You're absolutely right—vet's scope is focused on securing the installer script itself, not the binary it downloads.
The goal is to prevent the installer from being maliciously modified to, for example, skip its own checksum verification or download a binary from a different, malicious URL.
It's one strong link in the chain, but you're right that it's not the whole chain.
Can you show how it works on the page or readme as a video?
Does it open pager or editor? How does it show the shellcheck issues.
This is a great idea!
One extra feature could be passing the contents of the shell script to an LLM and asking it to surface any security concerns.
This an amazing solution. I wondered about this often, looking at you `uv`, but in a lot of the cases I cave given that everyone else trust some code maintainers.
What if someone peppers their malicious script with `# shellcheck disable=` pragmas?
Love the idea!
The two biggest hurdles for a security tool like this are LLM non-determinism and the major privacy risk of sending code to a third-party API.
This is exactly why vet relies on ShellCheck—it's deterministic, rules-based, and runs completely offline. It will always give the same, trustworthy output for the same input.
But your vision of smarter analysis is absolutely the right direction to be thinking. I'm excited for a future where fast, local AI models can make that a reality for vet. Great food for thought!
Hi HN, I'm the creator of `vet`. I've always been a bit nervous about the `curl | bash` pattern, even for trusted projects. It feels like there's a missing safety step. I wanted a tool that would show me a diff if a script changed, run it through `shellcheck`, and ask for my explicit OK before executing. That's why I built `vet`.
The install process itself uses this philosophy - I encourage you to check the installer script before running it!
I'd love to hear your feedback.
The repo is at https://github.com/vet-run/vet
I'm glad to see that I'm not the only person worried about this. It's a pretty glaring bit of attack surface if you ask me. I chuckled when I saw you used nvm as an example in your readme. I've pestered nvm about this sort of thing in the past (https://github.com/nvm-sh/nvm/issues/3349).
I'm a little uncertain about your threat model though. If you've got an SSL-tampering adversary that can serve you a malicious script when you expected the original, don't you think they'd also be sophisticated enough to instead cause the authentic script to subsequently download a malicious payload?

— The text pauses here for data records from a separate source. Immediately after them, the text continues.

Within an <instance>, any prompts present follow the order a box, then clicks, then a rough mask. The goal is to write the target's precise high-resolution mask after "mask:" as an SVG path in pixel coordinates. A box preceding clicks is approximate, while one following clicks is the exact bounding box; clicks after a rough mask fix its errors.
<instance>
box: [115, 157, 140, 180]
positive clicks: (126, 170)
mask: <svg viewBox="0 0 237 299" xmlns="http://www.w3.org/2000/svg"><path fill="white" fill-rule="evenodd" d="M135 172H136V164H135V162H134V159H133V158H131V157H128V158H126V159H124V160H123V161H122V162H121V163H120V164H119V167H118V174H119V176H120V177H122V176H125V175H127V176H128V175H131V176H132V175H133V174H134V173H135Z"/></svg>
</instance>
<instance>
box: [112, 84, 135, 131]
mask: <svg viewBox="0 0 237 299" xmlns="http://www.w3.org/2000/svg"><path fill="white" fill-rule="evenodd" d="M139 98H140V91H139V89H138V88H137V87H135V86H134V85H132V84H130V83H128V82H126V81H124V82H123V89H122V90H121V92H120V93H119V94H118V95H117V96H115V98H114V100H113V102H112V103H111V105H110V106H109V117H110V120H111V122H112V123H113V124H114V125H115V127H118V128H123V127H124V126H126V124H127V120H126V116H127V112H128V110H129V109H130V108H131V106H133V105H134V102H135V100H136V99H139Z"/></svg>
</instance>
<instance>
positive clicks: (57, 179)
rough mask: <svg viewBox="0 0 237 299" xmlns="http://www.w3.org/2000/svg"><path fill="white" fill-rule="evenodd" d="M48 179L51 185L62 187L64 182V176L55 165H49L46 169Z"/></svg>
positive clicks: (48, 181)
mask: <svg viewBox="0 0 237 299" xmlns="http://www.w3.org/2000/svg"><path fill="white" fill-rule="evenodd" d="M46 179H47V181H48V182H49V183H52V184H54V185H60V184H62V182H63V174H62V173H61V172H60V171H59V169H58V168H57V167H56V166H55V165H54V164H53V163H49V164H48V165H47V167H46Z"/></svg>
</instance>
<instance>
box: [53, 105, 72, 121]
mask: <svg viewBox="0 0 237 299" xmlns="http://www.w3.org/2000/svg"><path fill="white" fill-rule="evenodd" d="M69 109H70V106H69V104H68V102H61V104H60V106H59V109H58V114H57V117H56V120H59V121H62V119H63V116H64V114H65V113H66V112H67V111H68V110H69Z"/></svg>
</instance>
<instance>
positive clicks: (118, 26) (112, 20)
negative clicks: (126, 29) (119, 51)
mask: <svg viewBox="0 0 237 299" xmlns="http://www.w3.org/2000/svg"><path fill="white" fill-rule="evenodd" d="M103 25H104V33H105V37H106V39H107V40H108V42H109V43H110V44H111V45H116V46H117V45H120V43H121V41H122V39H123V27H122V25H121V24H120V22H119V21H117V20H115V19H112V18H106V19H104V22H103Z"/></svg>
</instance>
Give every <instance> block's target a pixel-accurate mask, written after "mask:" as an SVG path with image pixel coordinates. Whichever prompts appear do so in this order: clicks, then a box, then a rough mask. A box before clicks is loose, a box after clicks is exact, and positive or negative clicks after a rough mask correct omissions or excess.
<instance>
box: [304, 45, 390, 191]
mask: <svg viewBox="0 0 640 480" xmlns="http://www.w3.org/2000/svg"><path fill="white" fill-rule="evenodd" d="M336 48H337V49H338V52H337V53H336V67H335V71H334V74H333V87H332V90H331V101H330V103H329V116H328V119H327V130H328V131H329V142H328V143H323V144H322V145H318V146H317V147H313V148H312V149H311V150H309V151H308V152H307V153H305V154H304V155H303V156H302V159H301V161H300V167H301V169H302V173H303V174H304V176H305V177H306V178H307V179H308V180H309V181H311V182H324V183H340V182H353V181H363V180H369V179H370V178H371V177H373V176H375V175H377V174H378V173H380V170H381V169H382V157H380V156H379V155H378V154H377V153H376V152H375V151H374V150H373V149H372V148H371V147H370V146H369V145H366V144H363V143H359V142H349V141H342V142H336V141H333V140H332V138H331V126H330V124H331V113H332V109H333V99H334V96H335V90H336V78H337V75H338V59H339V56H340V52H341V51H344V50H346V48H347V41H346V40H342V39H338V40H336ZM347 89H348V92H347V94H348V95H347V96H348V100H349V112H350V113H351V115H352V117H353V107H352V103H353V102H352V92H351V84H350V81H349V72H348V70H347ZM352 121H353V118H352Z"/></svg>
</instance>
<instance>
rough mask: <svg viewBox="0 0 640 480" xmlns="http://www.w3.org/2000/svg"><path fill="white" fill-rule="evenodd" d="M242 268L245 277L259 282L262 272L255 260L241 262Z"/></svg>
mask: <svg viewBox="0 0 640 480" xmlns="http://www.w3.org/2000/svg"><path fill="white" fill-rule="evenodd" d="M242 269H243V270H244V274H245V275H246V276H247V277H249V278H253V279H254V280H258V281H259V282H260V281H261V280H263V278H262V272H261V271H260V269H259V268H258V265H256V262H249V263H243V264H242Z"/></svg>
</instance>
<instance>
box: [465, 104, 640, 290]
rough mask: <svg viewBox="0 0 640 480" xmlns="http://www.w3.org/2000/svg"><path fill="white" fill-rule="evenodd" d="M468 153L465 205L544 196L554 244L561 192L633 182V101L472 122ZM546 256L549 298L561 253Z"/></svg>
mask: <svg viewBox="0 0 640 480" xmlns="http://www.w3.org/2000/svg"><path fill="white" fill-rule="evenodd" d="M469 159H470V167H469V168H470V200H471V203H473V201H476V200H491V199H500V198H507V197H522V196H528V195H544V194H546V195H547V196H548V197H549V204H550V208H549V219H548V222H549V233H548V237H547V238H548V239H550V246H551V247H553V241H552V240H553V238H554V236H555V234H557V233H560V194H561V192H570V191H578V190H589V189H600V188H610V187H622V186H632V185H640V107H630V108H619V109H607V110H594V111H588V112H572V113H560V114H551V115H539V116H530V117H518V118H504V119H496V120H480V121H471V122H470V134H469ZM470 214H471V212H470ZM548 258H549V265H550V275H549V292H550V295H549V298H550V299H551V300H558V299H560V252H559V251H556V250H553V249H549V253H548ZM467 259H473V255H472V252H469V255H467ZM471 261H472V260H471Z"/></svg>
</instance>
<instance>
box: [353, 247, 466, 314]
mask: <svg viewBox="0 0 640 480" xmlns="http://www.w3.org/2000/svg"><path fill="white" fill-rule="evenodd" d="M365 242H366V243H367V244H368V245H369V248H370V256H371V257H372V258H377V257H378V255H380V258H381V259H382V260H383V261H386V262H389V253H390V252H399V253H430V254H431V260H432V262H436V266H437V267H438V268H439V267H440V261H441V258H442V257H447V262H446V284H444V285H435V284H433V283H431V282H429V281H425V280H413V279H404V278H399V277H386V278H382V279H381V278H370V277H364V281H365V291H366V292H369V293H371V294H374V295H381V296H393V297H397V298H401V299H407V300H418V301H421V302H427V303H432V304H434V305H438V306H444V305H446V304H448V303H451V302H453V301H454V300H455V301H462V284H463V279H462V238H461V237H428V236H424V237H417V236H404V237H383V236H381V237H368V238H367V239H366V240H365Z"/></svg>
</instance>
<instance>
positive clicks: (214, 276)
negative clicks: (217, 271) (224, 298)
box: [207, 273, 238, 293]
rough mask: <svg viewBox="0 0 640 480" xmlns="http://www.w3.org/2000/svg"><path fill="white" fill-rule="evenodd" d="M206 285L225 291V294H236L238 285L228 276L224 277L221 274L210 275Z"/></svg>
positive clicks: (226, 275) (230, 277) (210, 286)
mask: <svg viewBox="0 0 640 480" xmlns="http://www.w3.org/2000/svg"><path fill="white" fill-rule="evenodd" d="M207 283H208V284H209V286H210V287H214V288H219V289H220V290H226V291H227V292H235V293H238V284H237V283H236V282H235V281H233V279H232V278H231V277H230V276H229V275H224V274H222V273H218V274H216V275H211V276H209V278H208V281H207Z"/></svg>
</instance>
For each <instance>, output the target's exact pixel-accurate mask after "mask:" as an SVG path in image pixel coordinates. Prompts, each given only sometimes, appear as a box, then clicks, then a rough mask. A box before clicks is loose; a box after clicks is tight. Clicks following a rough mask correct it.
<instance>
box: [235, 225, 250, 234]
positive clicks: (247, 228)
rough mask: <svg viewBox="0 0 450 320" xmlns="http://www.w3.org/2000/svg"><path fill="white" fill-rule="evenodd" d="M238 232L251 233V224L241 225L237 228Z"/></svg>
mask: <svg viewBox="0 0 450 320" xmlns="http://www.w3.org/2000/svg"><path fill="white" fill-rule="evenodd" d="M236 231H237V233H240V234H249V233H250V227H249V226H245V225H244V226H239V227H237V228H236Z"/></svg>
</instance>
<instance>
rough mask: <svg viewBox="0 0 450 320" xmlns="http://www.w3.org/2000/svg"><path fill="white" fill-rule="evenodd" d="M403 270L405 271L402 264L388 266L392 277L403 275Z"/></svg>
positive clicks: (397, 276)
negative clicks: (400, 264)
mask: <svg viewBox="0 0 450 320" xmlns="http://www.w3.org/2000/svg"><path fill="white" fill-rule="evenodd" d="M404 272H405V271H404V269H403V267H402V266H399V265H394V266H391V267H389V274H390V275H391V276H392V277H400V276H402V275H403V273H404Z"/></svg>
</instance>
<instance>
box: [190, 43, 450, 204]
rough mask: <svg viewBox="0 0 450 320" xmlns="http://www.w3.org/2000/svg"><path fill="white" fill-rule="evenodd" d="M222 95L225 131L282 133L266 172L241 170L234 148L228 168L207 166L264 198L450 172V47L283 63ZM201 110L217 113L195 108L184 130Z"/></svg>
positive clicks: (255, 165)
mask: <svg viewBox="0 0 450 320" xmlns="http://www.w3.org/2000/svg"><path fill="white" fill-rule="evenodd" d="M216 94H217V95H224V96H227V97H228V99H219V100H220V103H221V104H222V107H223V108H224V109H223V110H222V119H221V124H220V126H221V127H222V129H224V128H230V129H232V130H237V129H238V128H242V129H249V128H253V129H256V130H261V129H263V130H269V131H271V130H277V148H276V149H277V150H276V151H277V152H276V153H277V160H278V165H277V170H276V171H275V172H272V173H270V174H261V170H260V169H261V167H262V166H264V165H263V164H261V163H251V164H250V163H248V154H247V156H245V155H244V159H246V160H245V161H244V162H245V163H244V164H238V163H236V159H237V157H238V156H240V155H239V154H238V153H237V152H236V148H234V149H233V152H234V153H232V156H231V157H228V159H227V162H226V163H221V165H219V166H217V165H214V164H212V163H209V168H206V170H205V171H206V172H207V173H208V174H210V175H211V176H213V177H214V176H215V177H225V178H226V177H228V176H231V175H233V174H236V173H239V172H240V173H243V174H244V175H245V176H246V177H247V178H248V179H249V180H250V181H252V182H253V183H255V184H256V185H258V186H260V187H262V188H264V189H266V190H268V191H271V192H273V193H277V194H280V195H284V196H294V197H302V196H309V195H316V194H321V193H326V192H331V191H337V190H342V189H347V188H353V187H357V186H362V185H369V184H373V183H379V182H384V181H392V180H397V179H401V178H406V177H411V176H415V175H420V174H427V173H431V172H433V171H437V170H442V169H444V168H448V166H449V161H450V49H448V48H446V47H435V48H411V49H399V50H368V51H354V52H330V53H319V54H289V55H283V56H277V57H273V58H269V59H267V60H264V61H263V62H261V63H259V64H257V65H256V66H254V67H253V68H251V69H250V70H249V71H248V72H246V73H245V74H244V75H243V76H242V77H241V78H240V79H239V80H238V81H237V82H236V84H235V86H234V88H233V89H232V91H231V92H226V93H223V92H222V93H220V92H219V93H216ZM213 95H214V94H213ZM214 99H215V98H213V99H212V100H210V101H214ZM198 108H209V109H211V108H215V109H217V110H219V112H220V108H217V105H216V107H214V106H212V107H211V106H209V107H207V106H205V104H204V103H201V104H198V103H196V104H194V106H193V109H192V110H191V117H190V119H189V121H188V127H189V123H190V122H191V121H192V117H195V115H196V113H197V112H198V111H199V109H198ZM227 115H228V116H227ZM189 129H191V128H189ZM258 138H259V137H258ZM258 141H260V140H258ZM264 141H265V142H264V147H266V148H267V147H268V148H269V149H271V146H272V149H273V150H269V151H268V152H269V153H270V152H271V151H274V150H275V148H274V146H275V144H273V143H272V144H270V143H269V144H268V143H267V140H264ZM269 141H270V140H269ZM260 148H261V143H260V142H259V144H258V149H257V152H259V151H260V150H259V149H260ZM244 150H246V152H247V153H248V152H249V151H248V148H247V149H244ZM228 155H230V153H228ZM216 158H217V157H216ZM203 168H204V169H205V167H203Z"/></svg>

I know that nobody wants to deal with the headaches associated with keeping track of cryptographic hashes for everything you receive over a network (nix is, among other things, a tool for doing this). But I'm afraid it's the only way to actually solve this problem:
1. get remote inputs, check against hashes that were committed to source control
2. make a sandbox that doesn't have internet access
3. do the compute in that sandbox (to ensure it doesn't phone home for a payload which you haven't verified the hash of)
This looks great and all, but trying to read and digest a multi hundred line bash script seems unrealistic. Full send pipe into bash.
And this is why this exploit mechanism works so well.
Most installers are doing the same basic patterns: checking for dependencies, checking the distro, etc. It’s not hard to figure these out and spot them in different scripts.